MSZP rejects George Soros’ claim that it is beholden to Viktor Orbán

Photo: Flickr/Japanexperterna.se (CC BY-SA 2.0)

Within hours of George Soros accusing the Hungarian Socialist Party (MSZP) of having been bought up by Prime Minister Viktor Orbán at a speech delivered in Davos, MSZP took to the airwaves to defend itself.

“If anyone should know how difficult it is to defend against baseless accusations, it is George Soros,” reads the statement released Friday morning. “The fact is that we withdrew 47 candidates and created the Alliance for Change to oust Fidesz. Therefore, MSZP has paid a serious price for a change in government. Of course, one can continue to make accusations, but that would be no different than accusations of the non-existent Soros Plan.”

Socialist MP Ágnes Kunhalmi also responded to Soros’ remarks at the World Economic Forum in Switzerland on her Facebook page: “Fidesz says that Soros has bought MSZP and the opposition parties, Soros says Fidesz bought [MSZP and the opposition parties]. This must mean we are doing something right. George Soros can do one thing, he can vote for [prime ministerial candidate] Gergely Karácsony. <3”

Does Orbán hold MSZP in the palm of his hand?

Soros is not the only one to accuse MSZP of doing Fidesz’s bidding. In fact, MSZP’s own party members have even accused a key faction within the party of just that. The following are just two cases from 2017.

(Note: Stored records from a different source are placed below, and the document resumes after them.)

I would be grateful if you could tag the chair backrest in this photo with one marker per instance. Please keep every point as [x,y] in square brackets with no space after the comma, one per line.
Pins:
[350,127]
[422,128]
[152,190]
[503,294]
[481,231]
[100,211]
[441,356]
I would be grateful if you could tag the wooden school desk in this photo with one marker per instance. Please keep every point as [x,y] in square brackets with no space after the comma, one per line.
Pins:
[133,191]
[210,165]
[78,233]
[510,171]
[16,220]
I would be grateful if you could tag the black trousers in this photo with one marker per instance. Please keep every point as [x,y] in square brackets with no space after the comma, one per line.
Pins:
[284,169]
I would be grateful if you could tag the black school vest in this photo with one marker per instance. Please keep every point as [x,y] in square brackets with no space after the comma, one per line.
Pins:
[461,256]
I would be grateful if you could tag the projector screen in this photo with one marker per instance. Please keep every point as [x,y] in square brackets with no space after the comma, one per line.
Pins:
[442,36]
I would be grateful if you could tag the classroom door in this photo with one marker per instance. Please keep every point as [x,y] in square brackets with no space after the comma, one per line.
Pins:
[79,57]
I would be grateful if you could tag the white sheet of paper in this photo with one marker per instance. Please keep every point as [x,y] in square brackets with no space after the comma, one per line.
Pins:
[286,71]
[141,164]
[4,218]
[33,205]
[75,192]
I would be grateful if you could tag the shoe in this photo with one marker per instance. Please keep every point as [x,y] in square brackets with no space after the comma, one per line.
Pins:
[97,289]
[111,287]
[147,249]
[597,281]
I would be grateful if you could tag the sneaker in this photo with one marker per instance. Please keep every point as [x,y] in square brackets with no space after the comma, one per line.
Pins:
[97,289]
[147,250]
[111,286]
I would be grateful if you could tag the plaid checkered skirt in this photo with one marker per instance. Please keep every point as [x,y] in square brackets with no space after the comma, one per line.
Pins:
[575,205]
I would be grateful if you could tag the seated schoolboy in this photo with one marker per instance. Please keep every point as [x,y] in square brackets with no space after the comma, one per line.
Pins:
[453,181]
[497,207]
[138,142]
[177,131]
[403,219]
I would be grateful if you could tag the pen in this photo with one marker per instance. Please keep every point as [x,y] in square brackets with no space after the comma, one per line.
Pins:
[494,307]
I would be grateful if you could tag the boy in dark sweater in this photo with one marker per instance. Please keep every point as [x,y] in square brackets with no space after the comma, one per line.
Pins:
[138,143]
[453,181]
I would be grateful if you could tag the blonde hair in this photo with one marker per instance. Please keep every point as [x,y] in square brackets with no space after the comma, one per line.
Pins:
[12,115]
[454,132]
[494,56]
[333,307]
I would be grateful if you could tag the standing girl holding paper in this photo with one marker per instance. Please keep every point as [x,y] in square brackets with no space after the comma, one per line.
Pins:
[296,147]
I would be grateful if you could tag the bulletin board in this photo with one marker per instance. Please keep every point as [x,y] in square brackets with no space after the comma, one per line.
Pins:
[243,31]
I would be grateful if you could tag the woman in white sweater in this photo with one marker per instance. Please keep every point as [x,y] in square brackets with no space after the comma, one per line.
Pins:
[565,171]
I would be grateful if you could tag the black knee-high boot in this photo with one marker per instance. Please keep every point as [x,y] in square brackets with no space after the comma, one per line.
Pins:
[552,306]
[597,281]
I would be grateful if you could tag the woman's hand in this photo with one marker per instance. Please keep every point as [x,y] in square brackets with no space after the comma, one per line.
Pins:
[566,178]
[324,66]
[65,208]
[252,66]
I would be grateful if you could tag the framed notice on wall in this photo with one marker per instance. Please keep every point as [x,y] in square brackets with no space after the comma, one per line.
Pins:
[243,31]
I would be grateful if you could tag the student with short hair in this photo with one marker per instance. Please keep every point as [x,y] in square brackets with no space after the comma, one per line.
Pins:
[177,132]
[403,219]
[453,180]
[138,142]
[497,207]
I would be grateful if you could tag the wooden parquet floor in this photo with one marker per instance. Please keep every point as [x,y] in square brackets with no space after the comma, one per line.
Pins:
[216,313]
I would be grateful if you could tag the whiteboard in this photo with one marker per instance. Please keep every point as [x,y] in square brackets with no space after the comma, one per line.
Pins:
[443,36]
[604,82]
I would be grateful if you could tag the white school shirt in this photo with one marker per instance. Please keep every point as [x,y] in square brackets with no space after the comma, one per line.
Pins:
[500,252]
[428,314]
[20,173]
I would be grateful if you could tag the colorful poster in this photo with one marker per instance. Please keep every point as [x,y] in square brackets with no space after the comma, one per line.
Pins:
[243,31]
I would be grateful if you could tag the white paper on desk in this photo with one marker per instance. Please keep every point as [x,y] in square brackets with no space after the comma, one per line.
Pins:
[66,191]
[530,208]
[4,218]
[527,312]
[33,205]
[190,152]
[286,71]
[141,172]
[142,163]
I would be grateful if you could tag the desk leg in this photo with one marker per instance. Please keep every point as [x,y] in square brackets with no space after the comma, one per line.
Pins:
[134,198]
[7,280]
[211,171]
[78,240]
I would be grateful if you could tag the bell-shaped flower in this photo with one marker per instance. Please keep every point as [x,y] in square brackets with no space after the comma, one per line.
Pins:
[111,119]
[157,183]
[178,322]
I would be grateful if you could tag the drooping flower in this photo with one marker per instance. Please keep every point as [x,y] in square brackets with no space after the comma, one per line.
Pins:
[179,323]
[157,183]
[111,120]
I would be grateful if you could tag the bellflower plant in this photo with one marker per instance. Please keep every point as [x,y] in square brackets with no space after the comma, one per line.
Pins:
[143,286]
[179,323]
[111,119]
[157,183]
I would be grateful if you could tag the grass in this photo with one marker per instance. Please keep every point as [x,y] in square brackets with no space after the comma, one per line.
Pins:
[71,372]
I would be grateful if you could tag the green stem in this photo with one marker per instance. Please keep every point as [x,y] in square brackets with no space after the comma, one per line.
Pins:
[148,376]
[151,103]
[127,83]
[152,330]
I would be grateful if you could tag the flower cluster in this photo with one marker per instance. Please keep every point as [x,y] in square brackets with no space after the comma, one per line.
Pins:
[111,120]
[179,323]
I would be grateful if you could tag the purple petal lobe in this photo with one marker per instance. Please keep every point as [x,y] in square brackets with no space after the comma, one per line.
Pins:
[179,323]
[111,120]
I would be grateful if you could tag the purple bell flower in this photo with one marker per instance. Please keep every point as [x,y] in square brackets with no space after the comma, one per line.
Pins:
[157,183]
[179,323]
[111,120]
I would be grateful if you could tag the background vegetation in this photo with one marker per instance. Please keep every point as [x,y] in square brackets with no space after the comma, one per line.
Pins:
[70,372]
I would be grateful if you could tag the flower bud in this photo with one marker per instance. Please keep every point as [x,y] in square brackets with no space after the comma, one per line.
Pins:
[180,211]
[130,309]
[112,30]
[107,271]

Shortly before resigning her membership in MSZP in 2017, then-MSZP MP Márta Demeter accused her party of doing what Fidesz said. Refusing to return her mandate to the Socialist party, Demeter joined Politics Can Be Different (LMP) and went on to make a name for herself by helping to expose the government’s scandalous residency bond program.

Then there was also that time when MSZP’s first candidate for prime minister, László Botka, got a reality check from his party.

After his own party sabotaged his candidacy and forced Botka to step down in October 2017, both Botka and Socialist MEP and party Vice President István Újhelyi made references to a “political mafia” and “outside political powers” operating within their party. Botka’s ouster prompted Újhelyi to resign as party vice-president, although he retained his seat in the European Parliament.

The faction within MSZP made no secret of their displeasure with Botka after he announced plans to clean house. As early as July 2017, they were planning to hand his candidacy for prime minister over to Párbeszéd’s Gergely Karácsony.

During Botka’s short-lived candidacy, he accused the likes of MSZP MP Zsolt Molnár (who chairs the parliamentary national security committee) of being a traitor and Fidesz collaborator (there are signs that this may be the case). Botka vowed to rid the party of such elements. Shortly thereafter, individuals connected to Molnár played a pivotal role in undermining Botka’s candidacy. Péter Tarjányi, an advisor to Molnár (and owner of Zoom.hu, known for censoring content about the Orbán family businesses), ostensibly launched the Hungarian Progressive Movement for the purpose of replacing Botka. The movement proved to be a great success and was recently wound up.